I had the opportunity to attend 2 unconferences over the last month, participate in many sessions and meet a lot of great people. That said, I also began to notice an interesting trend in the podcasting world…one that also effects the world at large.
In many sessions and personal discussions, podcasting experts and their philosophies were discussed to a large degree. Everyone was looking for an edge to help monetize their podcasts and turn them into money-making operations.
Many discussion were along the line of, “This person says do this. This person says do that.” That, in itself, was not worrying. There will always be “experts” in any given field trying to either help those around them or position themselves as experts in the field. What began to worry me was when others would say, “Person A says you need to do this…and they have a service/book/product that will help you do exactly that.”
These statements immediately brought thoughts of conflict of interest to mind. As much as you might believe what someone has to say, the moment they begin selling services based around those ideas the potential for conflict of interest increases dramatically. Are they creating and recommending their services because they truly believe in them, or are they only doing it because of its earning potential? How do you know? What questions do you need to ask? Should you just assume that there is no conflict of interest?

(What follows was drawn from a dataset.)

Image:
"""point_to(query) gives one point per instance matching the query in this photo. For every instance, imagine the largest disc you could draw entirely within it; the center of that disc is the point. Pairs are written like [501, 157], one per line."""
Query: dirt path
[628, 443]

While I am not aware of anyone crossing the conflict of interest divide in any egregious manner, the possibilities are enough to prod me to write this warning to consumers of any books/products/services touted by their creators. Be very careful buying your advice and your services from the same person, whether you are talking about podcasting or any other area. Carefully watch the intentions of those selling the services and be aware that conflict of interest can and does arise on a regular basis. Do not commit too deeply to a particular product or philosophy without deep investigation and thought. Otherwise, you might just find yourself a willing source of income for someone who is more interested in their bottom line than they are in helping you.
While I can certainly understand why experts want to create services around their expertise, it can be a slippery slope. I have my own example from my own life as a computer consultant. Early in my career I made the decision to not sell computers to my clients, unlike many other consultants who often customer built PCs for their clients. While I had a variety of reasons for this, one important factor was the perceived conflict of interest in being the person telling them what to buy and the person selling the product. I felt there would always be a question in my client’s mind whether I was recommending a new computer because they needed one, or only because I wanted to sell one. In my case, I decided to step back from that perceived conflict of interest, even though it might have added substantially to my bottom line.
Podcasting experts will have to make their own decisions regarding the perception of conflict of interest as I have, but it is also up to the consumers of these services to understand the potential problems that can arise when advice and services are purchased in the same place.